Upon reading the comments by a Kensington parent, Barbara Ruppert, in reference to the sex education debate in Montgomery schools {Metro, Sept. 25}, I am concerned that her opinions could affect the quality and quantity of information given to our children. This parent, in opposing sex education aids in public schools, has likened the educational classes to learning how to drive a car. To quote Barbara Ruppert, "You don't sit a youngster down behind the wheel of car, show him how to drive, hand him the key, and then say, 'Don't drive yet.' "

When something happens in our society that causes us concern we use what I term the "inform and warn" technique. We warn our children of the dangers of drug abuse, drinking, driving while intoxicated. We tell them not to get involved in such activities and, if they already are, where they can get help. Then what about the dangers of sex (i.e., pregnancy, veneral diseases, etc.)? If they are already involved in sex, they need to protect themselves.
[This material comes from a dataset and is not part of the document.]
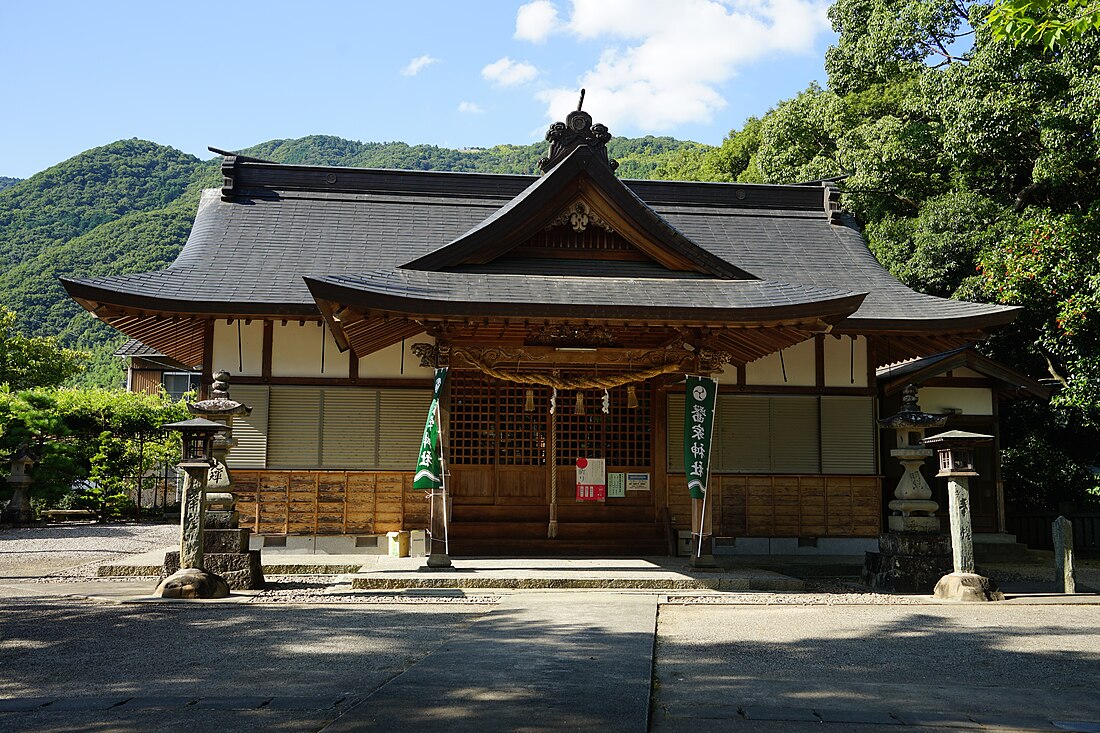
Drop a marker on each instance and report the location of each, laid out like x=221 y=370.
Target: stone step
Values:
x=1000 y=551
As far as how long we would like our children to wait before engaging in sexual activity, I believe that discussion is best left to parents' discretion. Parents, talk to your children. Tell them how you feel about it. Then listen to how they feel. They are the silent majority in all of this.

We are teaching our children in public schools how to balance checkbooks, how to type, how to cook and, yes, how to drive. They're not allowed to have a checking account, but it's information for when they do get one. Schools are teaching them how to work on cars, not because they own one, but because they probably will in the future.

Most parents know that what is denied to children becomes coveted by them. Take sex out of the closet and treat the whole subject as normal "adult" behavior. Our children are learning how to become adults every day. We must stop hiding our sexuality and strive to provide our children with as much information about this subject as we can possibly give them. What exactly are some parents afraid of?